Shift Gears: Be Your Best
Baby - evoking the BEST.
One of my favorite and most unexpected parts about being a new dad is seeing how my daughter (and all babies) seems to bring out the best
in people. I can’t count the number of times complete strangers have smiled at us walking by, gone out of their way to open a door, given up a seat on a train, or randomly engaged in friendly conversation. There is something about a child’s face (puppies too) that evokes the best humans have to offer each other – kindness, friendliness, care, and generosity.
Traffic - evoking the WORST!
In contrast, I find that driving, especially in the city, tends to evoke the worst
in us. Honking horns, tailgating, running lights, failing to signal or allowing someone to turn, and obscene gestures are all actions that arise from the worst parts of ourselves – the parts that are impatient, rude, self-centered, rushed, and inconsiderate. Can you relate?
If we withhold judgment, we can acknowledge that, as human beings, we all have these contrasting parts of ourselves that show up in our cars, at work, at home, and in our relationships with others. Sure, we all wish that we could be our best all (or at least most) of the time, but then we would be angels, not humans.
One of my jobs as a coach is to identify and cultivate the BEST in you. To elaborate, in a coaching relationship, the client is understood to be naturally creative, resourceful, and whole. You have the ability to achieve whatever you want – the coach provides the listening, curiosity, support, accountability, and asks provoking questions to bring forth greatness – your very best. A coach also acknowledges the worst parts, explores their purpose, and works with you to catch, integrate, and modify these behaviors.
As you think about your current endeavors and relationships at home and at work, where is the best in you showing up? The worst? Where is more of your best self needed to have the impact you want? Here are a few tips and questions that will help you to be more of your best:
Get to know the best and worst in you by completing the following sentences
When I am at my best, I am _____. (e.g. focused, forgiving, kind.)
When I am at my worst, I am _____. (e.g. distracted, judgmental, irritable.)
Of the best parts of you, which would you like to be more often? And which of the worst less often? Write them down.

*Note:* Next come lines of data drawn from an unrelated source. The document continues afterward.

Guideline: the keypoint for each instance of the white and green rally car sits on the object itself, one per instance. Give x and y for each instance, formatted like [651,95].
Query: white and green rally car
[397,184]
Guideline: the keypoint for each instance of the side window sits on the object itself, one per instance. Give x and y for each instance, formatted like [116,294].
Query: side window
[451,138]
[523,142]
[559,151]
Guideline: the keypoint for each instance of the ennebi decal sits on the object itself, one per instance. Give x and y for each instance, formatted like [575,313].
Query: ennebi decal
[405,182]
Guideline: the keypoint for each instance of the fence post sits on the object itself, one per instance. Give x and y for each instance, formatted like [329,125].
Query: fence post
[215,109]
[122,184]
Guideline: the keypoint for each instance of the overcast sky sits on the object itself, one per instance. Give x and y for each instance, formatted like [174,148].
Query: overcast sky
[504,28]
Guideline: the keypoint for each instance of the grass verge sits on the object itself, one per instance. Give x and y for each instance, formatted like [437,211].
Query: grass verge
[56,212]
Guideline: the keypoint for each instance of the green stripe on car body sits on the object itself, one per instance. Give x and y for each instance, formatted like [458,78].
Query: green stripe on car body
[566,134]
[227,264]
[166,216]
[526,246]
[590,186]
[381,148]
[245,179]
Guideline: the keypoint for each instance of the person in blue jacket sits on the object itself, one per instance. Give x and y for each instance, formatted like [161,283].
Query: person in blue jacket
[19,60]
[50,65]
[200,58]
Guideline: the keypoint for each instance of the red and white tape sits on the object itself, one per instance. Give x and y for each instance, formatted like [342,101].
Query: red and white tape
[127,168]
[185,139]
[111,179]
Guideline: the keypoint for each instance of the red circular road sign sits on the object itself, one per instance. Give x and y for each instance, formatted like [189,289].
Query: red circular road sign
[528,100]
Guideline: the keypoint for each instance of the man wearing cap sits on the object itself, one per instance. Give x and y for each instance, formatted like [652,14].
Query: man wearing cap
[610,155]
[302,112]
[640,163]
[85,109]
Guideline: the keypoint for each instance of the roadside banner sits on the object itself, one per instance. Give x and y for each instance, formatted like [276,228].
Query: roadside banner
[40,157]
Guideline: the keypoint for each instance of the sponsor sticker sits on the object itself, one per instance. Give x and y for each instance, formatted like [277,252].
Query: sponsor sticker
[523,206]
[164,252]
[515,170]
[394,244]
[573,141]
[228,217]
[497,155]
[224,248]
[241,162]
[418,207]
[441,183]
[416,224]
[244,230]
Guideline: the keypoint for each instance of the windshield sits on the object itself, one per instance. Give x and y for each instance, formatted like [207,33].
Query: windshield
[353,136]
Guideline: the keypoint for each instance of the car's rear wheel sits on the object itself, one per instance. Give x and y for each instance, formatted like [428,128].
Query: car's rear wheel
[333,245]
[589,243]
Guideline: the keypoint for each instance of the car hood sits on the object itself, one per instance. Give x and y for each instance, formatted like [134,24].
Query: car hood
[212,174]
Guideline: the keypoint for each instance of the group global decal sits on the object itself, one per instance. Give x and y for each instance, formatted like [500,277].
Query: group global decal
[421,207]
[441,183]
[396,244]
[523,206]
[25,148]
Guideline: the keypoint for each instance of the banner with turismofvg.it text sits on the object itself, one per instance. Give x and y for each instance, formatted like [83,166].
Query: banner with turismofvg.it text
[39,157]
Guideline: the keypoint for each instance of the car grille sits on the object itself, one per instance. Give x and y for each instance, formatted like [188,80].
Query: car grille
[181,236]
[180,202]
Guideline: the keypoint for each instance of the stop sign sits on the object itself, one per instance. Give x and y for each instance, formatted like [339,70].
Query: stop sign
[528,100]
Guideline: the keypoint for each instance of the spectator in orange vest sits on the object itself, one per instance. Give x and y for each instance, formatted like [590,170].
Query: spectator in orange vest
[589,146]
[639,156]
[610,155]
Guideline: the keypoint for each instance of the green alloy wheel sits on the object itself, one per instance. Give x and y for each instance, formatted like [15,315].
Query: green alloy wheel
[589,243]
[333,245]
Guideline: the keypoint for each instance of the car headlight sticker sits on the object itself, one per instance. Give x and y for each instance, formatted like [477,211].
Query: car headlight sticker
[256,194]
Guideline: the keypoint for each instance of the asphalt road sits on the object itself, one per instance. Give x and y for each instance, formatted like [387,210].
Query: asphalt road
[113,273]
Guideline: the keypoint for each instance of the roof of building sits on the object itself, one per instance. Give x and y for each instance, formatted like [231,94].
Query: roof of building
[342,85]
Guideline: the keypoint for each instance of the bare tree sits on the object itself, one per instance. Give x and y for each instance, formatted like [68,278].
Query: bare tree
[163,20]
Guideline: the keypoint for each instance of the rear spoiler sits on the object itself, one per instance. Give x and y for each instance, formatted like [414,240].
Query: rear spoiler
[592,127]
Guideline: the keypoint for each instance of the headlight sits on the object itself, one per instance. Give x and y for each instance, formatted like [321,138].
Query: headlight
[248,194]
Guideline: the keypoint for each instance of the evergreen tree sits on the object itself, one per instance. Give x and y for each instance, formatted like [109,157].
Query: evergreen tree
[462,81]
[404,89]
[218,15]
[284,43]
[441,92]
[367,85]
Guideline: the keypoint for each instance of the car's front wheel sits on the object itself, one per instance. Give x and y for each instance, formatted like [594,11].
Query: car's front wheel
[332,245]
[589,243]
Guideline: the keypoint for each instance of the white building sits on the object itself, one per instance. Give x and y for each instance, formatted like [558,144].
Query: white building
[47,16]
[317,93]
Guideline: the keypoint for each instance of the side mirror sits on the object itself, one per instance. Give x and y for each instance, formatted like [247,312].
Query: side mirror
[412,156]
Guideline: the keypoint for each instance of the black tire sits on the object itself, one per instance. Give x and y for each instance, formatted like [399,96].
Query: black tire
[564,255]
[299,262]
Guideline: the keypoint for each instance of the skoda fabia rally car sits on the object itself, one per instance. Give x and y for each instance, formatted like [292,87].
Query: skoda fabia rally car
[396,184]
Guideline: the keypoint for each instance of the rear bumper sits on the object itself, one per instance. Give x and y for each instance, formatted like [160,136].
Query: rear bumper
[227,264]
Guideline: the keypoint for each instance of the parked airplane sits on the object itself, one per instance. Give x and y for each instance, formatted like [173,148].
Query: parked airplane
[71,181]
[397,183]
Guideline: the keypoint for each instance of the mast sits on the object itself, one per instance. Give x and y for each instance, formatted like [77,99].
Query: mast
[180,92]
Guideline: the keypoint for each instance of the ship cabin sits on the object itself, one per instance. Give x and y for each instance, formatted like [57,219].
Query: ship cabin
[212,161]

Find a physical object (photo, printed quote, or figure) that represents the best/worst parts that you want to express more/less often – keep it someplace you will see it (desk, refrigerator, pocket) as a reminder.
Acknowledge (rather than ignore) the worst in you and understand that this is only a part of who you are. Ask: “How does this part serve me?” Example: Being unforgiving may be effective for a police officer in the context of his/her work, but likely not so effective at home.
Set an intention to be your best before a meeting or a conversation with someone.
When the worst in you has taken over and created a mess – follow up with the best in you. This could mean apologizing, listening more carefully, or changing a course of action.
Look for the best in others and support them to be their best.
I challenge you to be your best self for the next 24 hours. What if we and everyone around us did too?